A Good First Step

Not as good as a cancellation of SLS, but it’s a redirection toward some semblance of programmatic sanity.

[Update a couple minutes later]

Eric Berger has the story.

And, of course, Boeing continues the lies: ” “The SLS core stage remains the world’s most powerful rocket stage, and the only one that can carry American astronauts directly to the moon and beyond in a single launch.”

[Update a while later]

45 thoughts on “A Good First Step”

  1. I do wonder if it isn’t too late, but yeah. If you aren’t going to cancel SLS, then at least make it effective. There’s not walking away from sunk costs but worse, NASA was continuing the same strategy hoping it may one day work out for them. Glad to see the shakeup.

  2. Unless one or the other are dragging the SLS out behind the VAB to shoot it dead, it’s not an improvement.

    It’s arranging deck chairs on RMS Titanic.

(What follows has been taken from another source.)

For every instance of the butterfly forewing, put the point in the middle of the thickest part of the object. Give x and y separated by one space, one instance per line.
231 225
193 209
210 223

    1. I just finished watching Scott Manley’s YouTube report on this “reimagining” of Artemis. The top comment on his video was:

      “There’s a point when you changed plans so many times, you can’t even call them plans anymore. They’re just future cancellations.”

      That drew 310 “likes” in four hours, including mine.

  3. Without analyzing the announcement a lot, it seems to me like something of a mild compromise…a way to use up the SLS hardware (keeping Ted Cruz happy), while eliminating stupidities like Gateway and the new mobile pad, eliminating a lot of risk to the Artemis II astronauts, and doing things that actually work towards getting to the Moon.

    Without much analysis it seems to me that they could accomplish all the goals of the new SLS mission set with other vehicles, but maybe I’m wrong.

    1. Every time Isaacman does an interview or makes a post on X, he alludes to SLS making some launches but going away while Artemis continues on.

      1. It would pretty much have to be. Centaur 5 is the only hydrolox upper stage that could conceivably be built in sufficient quantity on the newly accelerated Artemis schedule. The only conceivable alternative would be the New Glenn stage 2 which is too big for the job, is a much poorer fit to extant infrastructure and is not exactly a mass-producible item to the extent Centaur 5 is. Blue is going to need all of the NG2 stages it can crank out for its own revised contribution to the Artemis architecture in addition to all of the other jobs already slated for New Glenn.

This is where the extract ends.